When producers send records to Kafka, brokers store them in append-only files, called log segments, on disks. The size of the disks attached to brokers limits how much data a cluster can store. For this reason, administrators use size and time retention policies (via log.retention.bytes and log.retention.ms) to regularly delete records and control how much data is stored.

Until now, administrators had two options if they wanted to store more records:

  • Add more disks or larger disks to brokers. Kafka supports using multiple log directories (JBOD). Adding large disks can be expensive, and when using multiple log directories, you might need to regularly move partitions between the disks to balance usage across them. Another thing to consider is the operational cost of having very large disks.
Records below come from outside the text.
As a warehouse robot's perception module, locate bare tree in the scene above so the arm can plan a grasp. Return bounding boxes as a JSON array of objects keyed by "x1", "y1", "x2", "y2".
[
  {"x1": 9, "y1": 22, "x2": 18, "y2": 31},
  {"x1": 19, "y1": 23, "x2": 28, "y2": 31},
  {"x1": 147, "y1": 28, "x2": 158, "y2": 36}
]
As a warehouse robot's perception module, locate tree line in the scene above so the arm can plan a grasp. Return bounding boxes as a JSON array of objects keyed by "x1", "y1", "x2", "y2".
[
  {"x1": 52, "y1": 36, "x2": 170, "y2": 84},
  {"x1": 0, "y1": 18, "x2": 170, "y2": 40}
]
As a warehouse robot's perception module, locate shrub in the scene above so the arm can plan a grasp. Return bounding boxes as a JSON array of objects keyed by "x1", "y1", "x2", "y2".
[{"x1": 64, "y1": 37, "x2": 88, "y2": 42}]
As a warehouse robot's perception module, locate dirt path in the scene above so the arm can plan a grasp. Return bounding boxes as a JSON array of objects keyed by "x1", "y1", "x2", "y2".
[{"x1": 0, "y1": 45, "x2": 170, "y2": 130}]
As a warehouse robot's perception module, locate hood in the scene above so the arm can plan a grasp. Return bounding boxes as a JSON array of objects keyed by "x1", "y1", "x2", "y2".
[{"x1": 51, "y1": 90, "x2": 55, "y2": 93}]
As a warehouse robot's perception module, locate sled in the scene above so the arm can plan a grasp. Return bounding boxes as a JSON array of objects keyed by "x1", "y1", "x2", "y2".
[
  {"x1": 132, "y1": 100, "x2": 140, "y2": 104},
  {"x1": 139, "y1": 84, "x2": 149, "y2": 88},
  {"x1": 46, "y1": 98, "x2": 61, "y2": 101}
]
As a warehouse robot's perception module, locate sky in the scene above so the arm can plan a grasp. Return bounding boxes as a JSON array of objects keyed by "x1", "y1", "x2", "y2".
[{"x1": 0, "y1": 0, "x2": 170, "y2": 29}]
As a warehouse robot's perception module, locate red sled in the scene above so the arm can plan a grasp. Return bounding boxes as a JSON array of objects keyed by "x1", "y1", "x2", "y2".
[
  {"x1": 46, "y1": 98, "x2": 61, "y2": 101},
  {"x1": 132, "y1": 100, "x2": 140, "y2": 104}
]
When a broker shuts down unexpectedly, it checks its log directories upon restarting, and this can take minutes to complete for a very large disk containing many partitions. Similarly, replacing a multi-terabytes failed disk can cause a lot of overhead on a cluster as all the log segments from all the partitions it hosted have to be copied back onto the new disk from other brokers.
  • Use an integration tool like Kafka Connect to copy records into a separate system before deleting them from Kafka. Obviously this comes at the cost of maintaining an extra tool, and you also need a process to reingest the data in case you need it later in Kafka.

Tiered storage solves these issues by offering a built-in mechanism in the brokers to move log segments to a separate storage system. This is completely invisible to Kafka clients as log segments on the remote storage system can still be accessed by Kafka consumers as if they were on local disks.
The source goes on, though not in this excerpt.